Products and services sold
Multiple related products and services can be sold.
Made to sell a single product or service.
|Lower conversion rate.
|High conversion rate.
|People who are familiar with the brand.
|Lots of prospective customer data collected.
|Very little data collected.
The primary difference between landing pages and ClickFunnels is their design.
Landing pages have a simple, goal-oriented design, while the ClickFunnels funnels are a complicated web of pages with different goals.
A landing page is a stand-alone web page designed with a specific goal.
These goals might include creating an advertising campaign, marketing to an audience, or gathering visitors’ information.
This is where you send your targeted pay-per-click traffic. It focuses on one sole product that is marketed to anyone who is led there.
While landing pages may have multiple sections, the call to action is usually centered, with a huge button to buy the product or subscribe to the service.
ClickFunnels, on the other hand, comprises many web pages that direct a customer towards their final sale.
A customer may be redirected to 2 or more pages before there is a call to action on the initial product.
2. Products and Services Sold
A landing page is designed to get the prospective customer to buy a specific product. Once you’re on a landing page, you can only do two things: convert or leave.
There are no links to other products and services or additional information. ClickFunnels, on the other hand, allows you to sell more than one product.
After the first touchpoint, the prospective customer is led to a landing page, where they give their information.
They are then taken through a series of steps (upsells and downsells,) each with a different product.
Therefore, if the customer got onto the top of the funnel for a fitness program, they might also end up buying health products, workout equipment, and fitness ebooks.
All these come before subscribing to the actual fitness program.
3. Conversion Rate
While landing pages have a simple design, they also have a higher conversion rate.
This is because when the prospective customer “lands” on the page, they have the option to buy the product or subscribe to the service.
This makes landing pages ideal investments for pay-per-click advertisements.
Since ClickFunnels funnels are often long, they sometimes lose the prospective customer before they convert.
On the upside, each funnel collects more of the lead’s data, which can later be used to reel them back to conversion.
Landing pages are targeted toward people who are already familiar with the brand.
As a result, they have probably already decided whether they’re interested when they come to the page.
ClickFunnels, on the other hand, is primarily directed to a cold audience (those who don’t know about the brand).
Therefore, ClickFunnels begins by introducing them to the brand before they eventually convert.
5. Data Collected
A landing page’s sole focus is for the customer to convert.
They don’t ask for too much information from them but instead concentrate on selling the product or service.
In contrast, ClickFunnels value data as much as conversion. This data is later used to turn leads into conversions or develop a marketing strategy.

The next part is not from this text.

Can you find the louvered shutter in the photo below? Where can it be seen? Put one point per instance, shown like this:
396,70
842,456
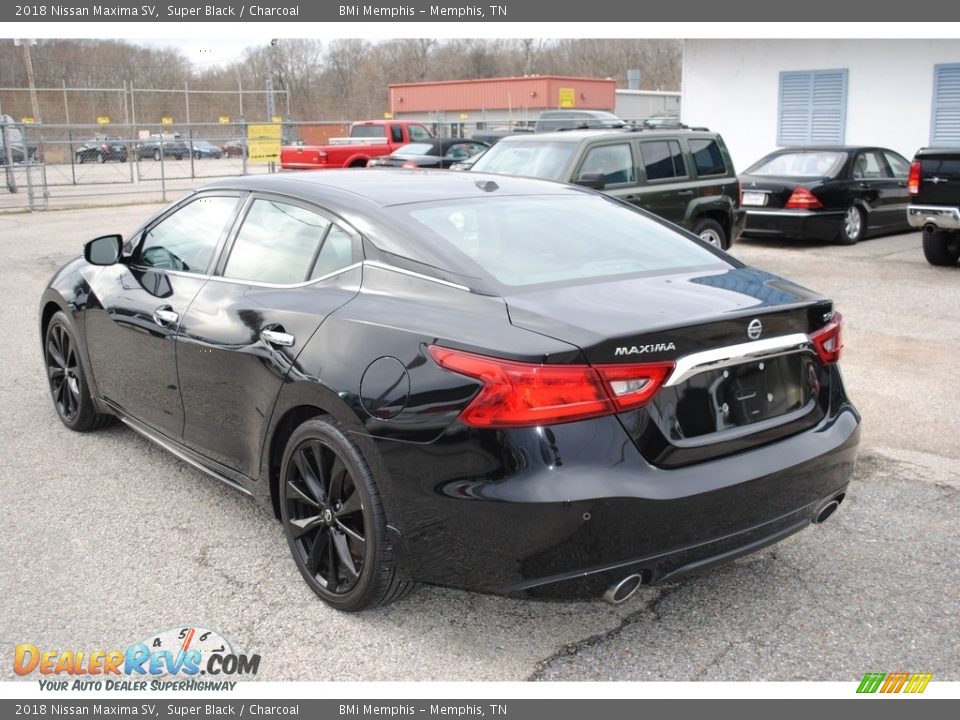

With the data collected through ClickFunnels, a business can tell which aspects of their business are most attractive to customers and which ones they should change.
To Wrap It Up
ClickFunnels and landing pages are both excellent tools to automate your sales.
While it might look like they have the same purpose, they are different in design and how they work.
They have different functions, and they are designed to address the diverse needs of customers.
Most ClickFunnels funnels will include landing pages, but they are not one and the same.
The products and services that are sold by each and the data used also differ in significant ways.
It is essential for any marketer and budding funnel enthusiast to understand these two marketing tools so they can use each one appropriately.